Померк! — как день в печальной ночи
Исчез! — в тумане всех веков.
Куда ни обернусь — всё то же;
Всё прежний восприяло вид;
Всё сделалось опять моложе,
Всё той же красотой блестит.
А человек чуть-чуть вспомянет
Про свой весенний прежний цвет;
Средь осени куда ни взглянет —
Но уж весны он не найдет!
Найдет! — и день он встретит майской,
Проглянет луч на небесах.
Дождусь конца с надеждой райской!
Чрез смерть к бессмертью только шаг.
1790(?)
БАСНИ И СКАЗКИ
РЫБАК {*}
Жил-был охотник рыбу у́дить.
Кто рыбу у́дил иногда,
Тот всяк легко рассудит,
Какого стоит то труда,
Какого беспокойства.
Охота рыбная не годна никуда;
Не моего охота эта свойства,
Однако же у всякого свой вкус.
Рыбак мой был не трус,
Сидит он у пруда, у озера, у речки,
Бросает уду днем, бросает и при свечке,
Но рыба не клюет.
Ловец напрасно рыбки ждет:
Сидит вся рыба дома,
Боится рыбака, как черт боится грома.
Казалось, что в водах нет больше рыб;
Иной бы, не привыкший к скукам,
Охоту всю свою отшиб
К форелям, к судакам и щукам.
Я плюнул бы на мокрых сих бояр, —
Пускай их чванятся и не хотят казаться;
А я для этого уж слишком стар,
Чтобы немых в передней дожидаться.
Однако же надежда Рыбака
Толкает под бока
И много рыб ему сулит на уду.
Вот так
Мой думает Рыбак:
«Сегодня счастливей я буду,
Сегодня много наловлю,
И насушу, и насолю,
Ухою голод утолю,
Сухоядение вчерашнее забуду».
С такой надеждою ранехонько встает
И рыб опять обманывать идет.
Уж под вечер, как он отчаявался,
И вправду карп ему попался.
Отяжелел на уде крюк,
И уда задрожала.
Весельем в Рыбаке душа вострепетала.
Карп вытащен из влаги вдруг:
Карп этот был дороден, плотен;
Какая радость, кто есть рыб охотен!
«Здорово, карп, здорово ты, мой друг! —
Рыбак мой восклицает. —
Уже давно тебя очаг мой ожидает;
На ужин милости прошу к себе:
Я голоден, ты жирен,
Я в ужине себя дам знать тебе».
Но карп мой дик, не смирен,
Он людям не знаком;
За ужиною с Рыбаком
Быть не намерен и не хочет,
Вертится на крюку, хлопочет;
Недолго поскакав
И уду оторвав,
К безмолвному народу,
Как воздух бьет стрела насквозь,
Так поплыл он сквозь воду —
И сделал Рыбака хоть брось.
Мы все, сему подобно,
За случаем гонясь,
По времени вертясь
И время наконец сыскав удобно,
Хватаемся с восторгом за случай,
Но счастье невзначай
Себя переменяет
И своего истца,
Как рыб сего ловца,
С насмешкой оставляет.
<1778>
ФЕРИДИНА ОШИБКА {*}
Ферида говорит: «Что нужды в красоте?
Не красота меня в любовнике прельщает.
Как чудны мне все те,
Которых иль глазок, иль носик утешает!
В моем любезном мне его душа мила,
По чести говорю, и бог тому свидетель:
Какая честность в нем! какая добродетель!..

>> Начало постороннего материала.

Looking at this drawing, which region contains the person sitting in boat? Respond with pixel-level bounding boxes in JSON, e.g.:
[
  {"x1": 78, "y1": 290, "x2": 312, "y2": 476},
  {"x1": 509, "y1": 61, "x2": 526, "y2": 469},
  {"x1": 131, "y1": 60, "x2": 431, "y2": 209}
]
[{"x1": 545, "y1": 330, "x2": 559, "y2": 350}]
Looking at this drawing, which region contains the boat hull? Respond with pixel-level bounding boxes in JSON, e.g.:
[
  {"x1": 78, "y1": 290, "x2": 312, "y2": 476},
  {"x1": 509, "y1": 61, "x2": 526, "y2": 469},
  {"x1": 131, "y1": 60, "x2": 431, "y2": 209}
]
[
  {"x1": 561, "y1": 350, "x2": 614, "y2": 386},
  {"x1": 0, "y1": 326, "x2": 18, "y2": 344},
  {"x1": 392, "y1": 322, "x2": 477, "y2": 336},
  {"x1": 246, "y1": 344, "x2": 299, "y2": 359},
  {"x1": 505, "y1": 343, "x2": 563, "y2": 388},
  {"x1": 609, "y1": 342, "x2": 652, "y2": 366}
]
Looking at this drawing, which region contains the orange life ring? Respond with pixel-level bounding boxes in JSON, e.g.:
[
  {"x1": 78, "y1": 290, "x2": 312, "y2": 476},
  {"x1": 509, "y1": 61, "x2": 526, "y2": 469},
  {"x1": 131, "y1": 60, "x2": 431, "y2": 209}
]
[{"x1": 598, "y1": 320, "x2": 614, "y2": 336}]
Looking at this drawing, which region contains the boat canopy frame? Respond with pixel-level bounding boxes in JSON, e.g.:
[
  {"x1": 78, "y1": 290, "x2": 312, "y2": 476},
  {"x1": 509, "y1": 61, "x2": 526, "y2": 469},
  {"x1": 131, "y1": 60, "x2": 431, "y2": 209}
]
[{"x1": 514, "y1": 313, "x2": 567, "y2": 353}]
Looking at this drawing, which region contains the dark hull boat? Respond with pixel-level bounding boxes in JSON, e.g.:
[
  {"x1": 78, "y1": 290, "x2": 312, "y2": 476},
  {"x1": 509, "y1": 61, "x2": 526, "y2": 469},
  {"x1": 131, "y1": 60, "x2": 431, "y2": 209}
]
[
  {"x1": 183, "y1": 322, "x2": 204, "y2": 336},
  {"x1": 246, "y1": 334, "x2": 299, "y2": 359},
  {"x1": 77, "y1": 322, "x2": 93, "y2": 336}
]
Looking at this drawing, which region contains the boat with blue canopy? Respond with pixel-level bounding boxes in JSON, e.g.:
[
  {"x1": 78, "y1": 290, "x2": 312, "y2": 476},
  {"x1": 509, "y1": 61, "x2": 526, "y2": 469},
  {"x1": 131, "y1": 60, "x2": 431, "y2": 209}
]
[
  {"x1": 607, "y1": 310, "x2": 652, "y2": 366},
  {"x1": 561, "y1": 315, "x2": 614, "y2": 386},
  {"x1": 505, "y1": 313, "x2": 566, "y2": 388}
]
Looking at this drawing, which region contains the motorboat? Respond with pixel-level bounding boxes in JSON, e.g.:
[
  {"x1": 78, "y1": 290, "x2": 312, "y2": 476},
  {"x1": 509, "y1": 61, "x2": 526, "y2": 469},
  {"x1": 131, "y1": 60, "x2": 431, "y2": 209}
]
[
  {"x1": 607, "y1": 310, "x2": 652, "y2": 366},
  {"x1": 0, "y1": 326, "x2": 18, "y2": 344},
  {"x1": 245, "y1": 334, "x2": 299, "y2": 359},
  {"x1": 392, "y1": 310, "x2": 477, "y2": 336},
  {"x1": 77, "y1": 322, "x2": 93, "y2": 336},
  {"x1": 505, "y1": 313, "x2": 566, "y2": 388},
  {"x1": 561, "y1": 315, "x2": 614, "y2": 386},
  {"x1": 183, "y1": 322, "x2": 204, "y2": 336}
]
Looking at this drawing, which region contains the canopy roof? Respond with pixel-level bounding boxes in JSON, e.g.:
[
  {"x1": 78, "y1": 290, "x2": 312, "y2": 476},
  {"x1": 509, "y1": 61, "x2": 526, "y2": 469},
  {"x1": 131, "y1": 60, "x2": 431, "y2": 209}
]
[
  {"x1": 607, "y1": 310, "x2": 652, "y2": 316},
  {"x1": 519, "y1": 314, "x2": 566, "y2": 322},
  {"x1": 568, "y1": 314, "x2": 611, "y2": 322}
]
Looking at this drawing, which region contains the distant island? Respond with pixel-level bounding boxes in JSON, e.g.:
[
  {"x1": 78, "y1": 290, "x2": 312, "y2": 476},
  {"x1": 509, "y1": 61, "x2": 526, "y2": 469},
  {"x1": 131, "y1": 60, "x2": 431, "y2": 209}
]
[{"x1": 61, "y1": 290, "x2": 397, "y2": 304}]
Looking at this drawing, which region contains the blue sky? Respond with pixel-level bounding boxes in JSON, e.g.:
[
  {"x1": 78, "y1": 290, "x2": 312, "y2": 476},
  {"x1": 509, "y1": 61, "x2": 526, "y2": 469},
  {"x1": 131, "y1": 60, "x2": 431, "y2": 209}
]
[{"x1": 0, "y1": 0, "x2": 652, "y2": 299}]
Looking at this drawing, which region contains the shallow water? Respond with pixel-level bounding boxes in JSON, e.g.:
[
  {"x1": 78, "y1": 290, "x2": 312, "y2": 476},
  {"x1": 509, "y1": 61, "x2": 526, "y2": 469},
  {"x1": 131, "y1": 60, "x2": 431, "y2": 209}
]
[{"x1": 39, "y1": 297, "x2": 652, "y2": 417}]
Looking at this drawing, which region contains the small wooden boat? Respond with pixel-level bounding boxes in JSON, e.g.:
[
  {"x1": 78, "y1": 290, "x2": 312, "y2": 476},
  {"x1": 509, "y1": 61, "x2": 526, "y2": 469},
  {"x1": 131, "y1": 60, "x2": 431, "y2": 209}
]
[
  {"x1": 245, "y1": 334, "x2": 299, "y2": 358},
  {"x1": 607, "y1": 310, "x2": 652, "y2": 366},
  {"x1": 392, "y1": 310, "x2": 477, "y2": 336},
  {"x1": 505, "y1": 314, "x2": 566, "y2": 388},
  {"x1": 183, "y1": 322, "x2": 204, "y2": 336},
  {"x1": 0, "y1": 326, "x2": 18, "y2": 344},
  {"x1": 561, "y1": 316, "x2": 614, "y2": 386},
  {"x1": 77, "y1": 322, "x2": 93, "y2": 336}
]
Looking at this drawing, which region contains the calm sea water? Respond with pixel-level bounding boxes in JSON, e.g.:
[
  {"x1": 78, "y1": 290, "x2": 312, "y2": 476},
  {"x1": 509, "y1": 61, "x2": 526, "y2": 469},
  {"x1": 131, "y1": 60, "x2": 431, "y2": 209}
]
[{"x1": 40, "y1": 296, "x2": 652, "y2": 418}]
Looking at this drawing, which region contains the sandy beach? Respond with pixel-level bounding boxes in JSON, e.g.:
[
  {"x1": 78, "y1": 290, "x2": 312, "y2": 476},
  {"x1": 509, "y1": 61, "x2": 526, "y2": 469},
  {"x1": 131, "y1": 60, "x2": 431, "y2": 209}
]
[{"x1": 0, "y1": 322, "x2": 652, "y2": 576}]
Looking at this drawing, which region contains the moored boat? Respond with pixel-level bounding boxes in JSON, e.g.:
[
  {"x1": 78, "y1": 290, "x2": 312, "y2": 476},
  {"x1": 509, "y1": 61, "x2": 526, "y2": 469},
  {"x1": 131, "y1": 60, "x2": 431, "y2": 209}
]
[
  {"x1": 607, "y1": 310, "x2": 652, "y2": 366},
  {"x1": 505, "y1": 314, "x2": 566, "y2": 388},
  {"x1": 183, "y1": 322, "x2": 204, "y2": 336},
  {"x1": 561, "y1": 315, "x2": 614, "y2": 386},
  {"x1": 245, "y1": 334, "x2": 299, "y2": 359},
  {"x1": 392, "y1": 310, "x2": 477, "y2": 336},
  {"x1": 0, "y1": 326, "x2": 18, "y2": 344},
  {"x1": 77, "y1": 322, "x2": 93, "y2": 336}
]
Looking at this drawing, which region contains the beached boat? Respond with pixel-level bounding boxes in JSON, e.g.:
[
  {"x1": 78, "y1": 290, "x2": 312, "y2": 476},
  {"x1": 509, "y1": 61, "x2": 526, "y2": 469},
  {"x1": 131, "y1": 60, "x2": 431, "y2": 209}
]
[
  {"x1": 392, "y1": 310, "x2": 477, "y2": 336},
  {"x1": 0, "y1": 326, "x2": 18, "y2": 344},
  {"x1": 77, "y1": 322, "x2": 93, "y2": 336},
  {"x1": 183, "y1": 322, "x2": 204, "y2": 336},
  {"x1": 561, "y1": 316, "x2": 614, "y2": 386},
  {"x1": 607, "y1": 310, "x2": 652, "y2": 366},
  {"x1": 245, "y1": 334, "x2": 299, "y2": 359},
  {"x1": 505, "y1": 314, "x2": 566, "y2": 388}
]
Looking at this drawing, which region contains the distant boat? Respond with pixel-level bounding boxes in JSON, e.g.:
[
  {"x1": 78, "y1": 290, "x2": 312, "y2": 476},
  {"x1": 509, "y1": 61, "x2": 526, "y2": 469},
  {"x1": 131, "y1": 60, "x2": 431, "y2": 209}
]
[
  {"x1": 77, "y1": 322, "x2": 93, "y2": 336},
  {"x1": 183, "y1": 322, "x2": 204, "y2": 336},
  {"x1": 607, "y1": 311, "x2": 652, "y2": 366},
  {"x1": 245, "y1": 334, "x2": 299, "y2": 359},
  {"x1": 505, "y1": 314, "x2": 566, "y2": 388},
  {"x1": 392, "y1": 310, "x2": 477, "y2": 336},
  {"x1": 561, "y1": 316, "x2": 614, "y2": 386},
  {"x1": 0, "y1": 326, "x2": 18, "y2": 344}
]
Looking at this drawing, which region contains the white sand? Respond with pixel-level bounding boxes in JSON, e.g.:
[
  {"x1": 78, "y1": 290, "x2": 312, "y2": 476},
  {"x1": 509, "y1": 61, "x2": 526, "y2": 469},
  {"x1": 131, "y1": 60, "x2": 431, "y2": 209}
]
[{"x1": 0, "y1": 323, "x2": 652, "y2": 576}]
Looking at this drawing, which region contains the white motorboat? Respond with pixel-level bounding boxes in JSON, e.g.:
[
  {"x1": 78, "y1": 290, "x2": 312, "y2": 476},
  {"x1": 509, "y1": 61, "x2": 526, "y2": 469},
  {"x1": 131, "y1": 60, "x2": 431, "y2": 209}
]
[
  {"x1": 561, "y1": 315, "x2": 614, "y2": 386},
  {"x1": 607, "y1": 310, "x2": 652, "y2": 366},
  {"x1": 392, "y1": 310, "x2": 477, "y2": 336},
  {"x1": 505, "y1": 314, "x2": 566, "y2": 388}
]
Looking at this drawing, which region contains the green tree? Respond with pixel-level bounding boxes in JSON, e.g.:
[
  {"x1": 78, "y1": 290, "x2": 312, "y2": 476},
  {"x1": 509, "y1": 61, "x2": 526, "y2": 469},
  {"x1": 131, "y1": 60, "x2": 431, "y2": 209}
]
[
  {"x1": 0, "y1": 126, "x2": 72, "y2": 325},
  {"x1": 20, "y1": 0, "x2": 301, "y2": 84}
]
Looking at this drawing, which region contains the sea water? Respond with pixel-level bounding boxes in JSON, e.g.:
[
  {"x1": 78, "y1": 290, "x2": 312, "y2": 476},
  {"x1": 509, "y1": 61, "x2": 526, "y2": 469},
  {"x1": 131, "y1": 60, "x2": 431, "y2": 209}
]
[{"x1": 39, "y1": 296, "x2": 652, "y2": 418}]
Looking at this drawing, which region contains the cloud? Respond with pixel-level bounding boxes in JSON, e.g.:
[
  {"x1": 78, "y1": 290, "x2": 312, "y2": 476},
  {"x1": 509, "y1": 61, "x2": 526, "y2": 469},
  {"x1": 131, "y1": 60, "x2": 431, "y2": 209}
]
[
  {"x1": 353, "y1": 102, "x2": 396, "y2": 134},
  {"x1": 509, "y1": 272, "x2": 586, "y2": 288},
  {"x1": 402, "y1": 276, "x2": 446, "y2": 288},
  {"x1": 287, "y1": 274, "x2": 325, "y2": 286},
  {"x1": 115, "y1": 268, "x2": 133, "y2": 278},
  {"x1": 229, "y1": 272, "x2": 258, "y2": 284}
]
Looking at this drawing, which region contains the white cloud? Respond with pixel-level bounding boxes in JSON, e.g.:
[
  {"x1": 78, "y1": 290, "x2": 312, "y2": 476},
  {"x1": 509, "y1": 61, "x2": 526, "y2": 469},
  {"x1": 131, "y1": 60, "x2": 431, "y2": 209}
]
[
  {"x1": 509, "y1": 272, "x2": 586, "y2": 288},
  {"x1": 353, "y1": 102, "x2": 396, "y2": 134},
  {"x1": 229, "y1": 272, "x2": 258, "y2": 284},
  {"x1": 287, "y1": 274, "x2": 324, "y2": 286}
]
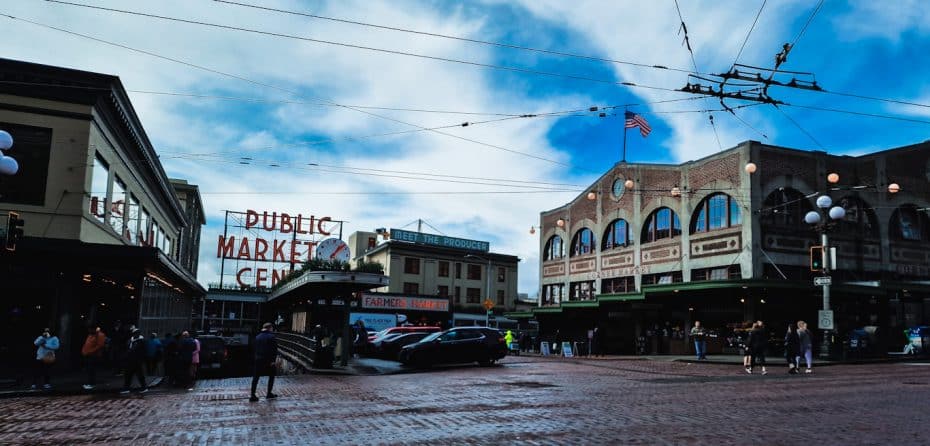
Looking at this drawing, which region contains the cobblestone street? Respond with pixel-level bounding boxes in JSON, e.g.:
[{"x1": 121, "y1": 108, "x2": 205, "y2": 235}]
[{"x1": 0, "y1": 357, "x2": 930, "y2": 445}]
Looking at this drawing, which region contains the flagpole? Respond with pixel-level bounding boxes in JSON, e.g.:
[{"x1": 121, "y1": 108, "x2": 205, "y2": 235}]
[{"x1": 620, "y1": 107, "x2": 627, "y2": 163}]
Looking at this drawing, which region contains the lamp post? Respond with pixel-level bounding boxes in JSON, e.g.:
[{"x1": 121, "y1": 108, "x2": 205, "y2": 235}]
[
  {"x1": 804, "y1": 193, "x2": 846, "y2": 357},
  {"x1": 465, "y1": 254, "x2": 491, "y2": 327}
]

Бог знает, сколько б я за то дала,
Когда б любовник мой вдруг сделался уродом!
Чтоб тем могла я доказать
Пред всем народом,
Что мой язык не может лгать».
Любовник между тем, сражаясь в поле ратном,
В случа́е для него весьма превратном,
Среди военных страшных гроз
За общество утратил вправду нос.
Потеря невелика.
Была бы лишь душа цела,
Которая Фериде так мила;
Ей нужды нет до лика.
Дурнее стал... так что ж?
Ведь нос не для любви, для табаку пригож...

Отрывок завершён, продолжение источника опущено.